A series of tests were performed in the same manner as Example 2 except that a different batch of Profax 6501 polypropylene was used, no calcium stearate was added, and the extrusions were carried out at 550.degree. F. In addition, using the
same samples, a 60 ml sheet was pressed out at 375.degree. C. and the color was determined with a Hunterlab Optical Sensor Model D25.
The results of these tests demonstrate that Phos.A was effective in reducing the degradation of polypropylene.
Tests were carried out by first dissolving or dispersing either 2,2'-ethylidenebis(4,6-di-t-butylphenol) (a phenolic antioxidant which is available from Ethyl Corporation as Ethanox.RTM.308 antioxidant) or a mixture of Ethanox.RTM.308 antioxidant
and Phos.A in a small amount of methylene chloride. The admixture was mixed with 50 g of high density polyethylene (Soltex XF-397 which is available from Solvey et Cie). The resulting mixtures were then dry blended with 450 g of high density
polyethylene under nitrogen. The blended materials were pelletized under nitrogen on a twin screw mixer (Brabender) with the following profile: zone one at 150.degree. C., zones two and three at 200.degree. C.; stock temperature at
204.degree.-206.degree. C.; screw speed 30 rpm. Then, multiple extrusions (5 passes) were run on the pellets on a single screw extruder (Brabender L/D 24:1) with a temperature profile of the following: zones one and two at 218.degree. C., zone three
at 232.degree. C. and zone four at 246.degree. C. The stock temperature was 253.degree.-255.degree. C. and the screw speed 30 rpm in an air atmosphere. The extruded strand was cooled by passing it through a room temperature (24.degree.-29.degree.

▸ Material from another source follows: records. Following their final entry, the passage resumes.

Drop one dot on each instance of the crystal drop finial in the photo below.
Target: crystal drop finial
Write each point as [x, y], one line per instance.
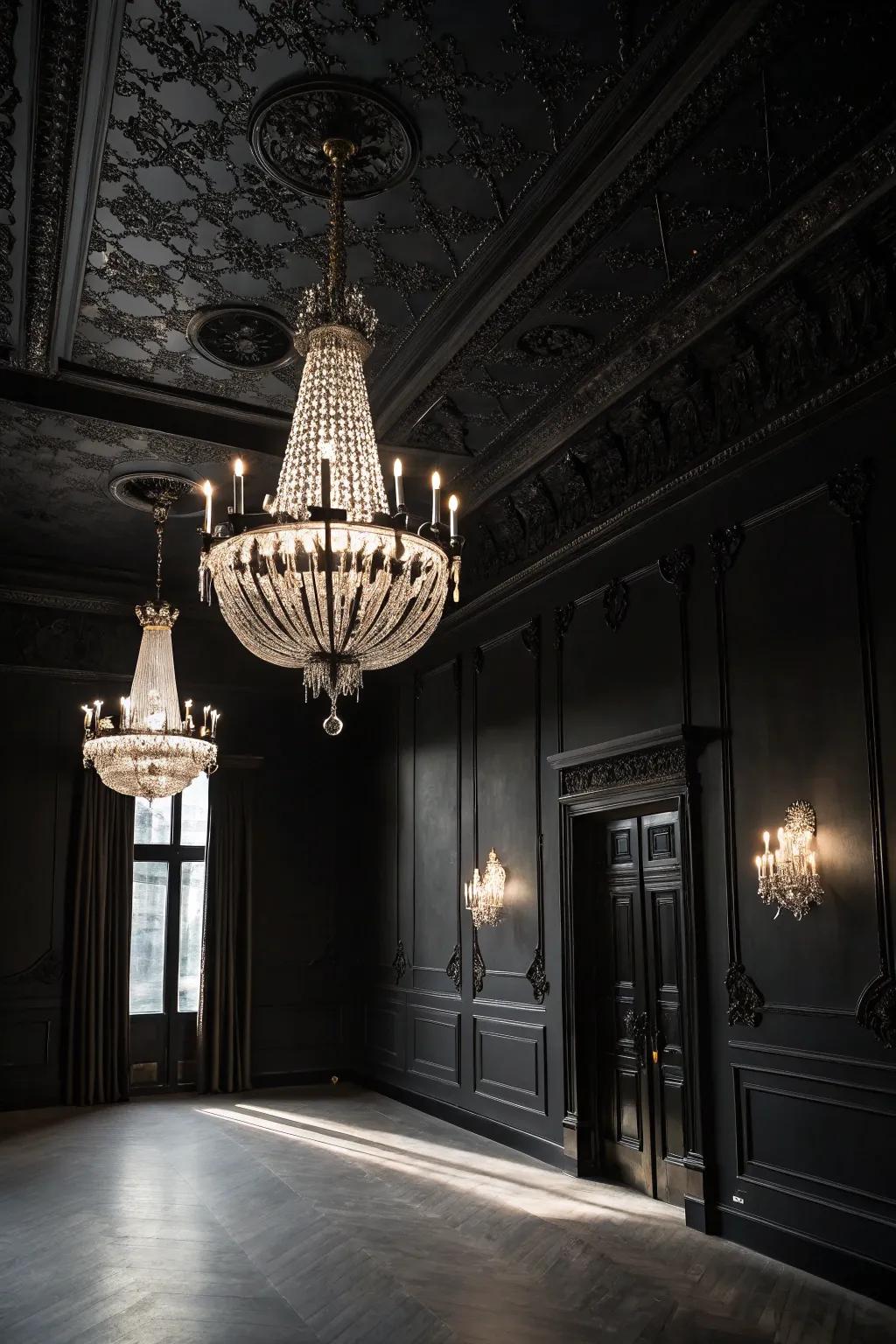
[332, 724]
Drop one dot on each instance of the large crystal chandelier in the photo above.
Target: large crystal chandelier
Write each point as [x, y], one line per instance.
[331, 581]
[153, 752]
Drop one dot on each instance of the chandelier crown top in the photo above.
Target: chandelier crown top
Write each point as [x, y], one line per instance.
[156, 616]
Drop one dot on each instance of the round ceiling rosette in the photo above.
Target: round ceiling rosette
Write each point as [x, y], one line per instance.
[293, 120]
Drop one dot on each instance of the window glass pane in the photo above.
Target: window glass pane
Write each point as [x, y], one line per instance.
[192, 886]
[152, 822]
[193, 817]
[148, 937]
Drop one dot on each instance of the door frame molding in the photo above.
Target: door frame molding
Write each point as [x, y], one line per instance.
[624, 776]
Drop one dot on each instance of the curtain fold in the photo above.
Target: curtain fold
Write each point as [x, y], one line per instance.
[223, 1022]
[97, 1066]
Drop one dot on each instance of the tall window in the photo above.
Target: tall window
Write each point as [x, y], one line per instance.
[167, 909]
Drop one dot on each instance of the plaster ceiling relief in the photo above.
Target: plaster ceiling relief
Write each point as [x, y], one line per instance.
[187, 220]
[55, 498]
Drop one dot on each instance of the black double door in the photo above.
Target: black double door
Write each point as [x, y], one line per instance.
[641, 1065]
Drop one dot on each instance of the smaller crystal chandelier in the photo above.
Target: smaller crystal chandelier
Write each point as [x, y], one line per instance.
[788, 875]
[484, 897]
[152, 752]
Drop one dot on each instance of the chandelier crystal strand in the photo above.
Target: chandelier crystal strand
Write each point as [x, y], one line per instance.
[331, 584]
[152, 752]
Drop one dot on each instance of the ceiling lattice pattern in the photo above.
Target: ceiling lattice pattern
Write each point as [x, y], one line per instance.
[187, 220]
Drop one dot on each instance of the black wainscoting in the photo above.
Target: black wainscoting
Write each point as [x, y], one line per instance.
[760, 616]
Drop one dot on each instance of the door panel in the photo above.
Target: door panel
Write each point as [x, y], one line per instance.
[624, 1105]
[641, 1066]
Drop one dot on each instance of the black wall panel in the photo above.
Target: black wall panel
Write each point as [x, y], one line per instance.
[765, 652]
[507, 800]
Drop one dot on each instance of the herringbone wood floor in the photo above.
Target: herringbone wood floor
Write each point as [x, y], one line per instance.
[338, 1216]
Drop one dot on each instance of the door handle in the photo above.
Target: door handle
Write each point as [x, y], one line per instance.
[637, 1027]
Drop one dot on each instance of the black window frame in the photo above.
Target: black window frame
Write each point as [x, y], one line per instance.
[175, 855]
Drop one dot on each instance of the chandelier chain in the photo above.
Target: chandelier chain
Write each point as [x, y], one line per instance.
[338, 150]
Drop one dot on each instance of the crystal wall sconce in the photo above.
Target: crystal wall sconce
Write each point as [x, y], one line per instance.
[484, 897]
[788, 875]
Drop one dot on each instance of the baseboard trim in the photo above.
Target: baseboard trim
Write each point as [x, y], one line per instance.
[301, 1077]
[529, 1144]
[821, 1258]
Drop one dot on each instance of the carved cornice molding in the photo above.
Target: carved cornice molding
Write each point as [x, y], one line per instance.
[785, 346]
[10, 98]
[664, 332]
[567, 553]
[66, 601]
[63, 25]
[664, 764]
[512, 266]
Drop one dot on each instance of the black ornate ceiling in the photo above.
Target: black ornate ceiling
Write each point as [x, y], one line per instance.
[622, 238]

C.) water bath. Water carryover was minimized by an air knife that blew the excess water from the strand before it entered the pelletizer. Material from each pass was collected and 60 mil sheets were pressed out at 375.degree. F., and color was
determined with a Hunterlab Optical Sensor Model D 25.
The results of these tests show that Phos.A was effective in suppressing the formation of color.
The invention is not limited to the above-described specific embodiments thereof; it must be understood, therefore, that the detail involved in the descriptions of the specific embodiments is presented for the purpose of illustration only, and
that reasonable variations, which will be apparent to those skilled in the art, can be made in this invention without departing from the spirit and scope thereof.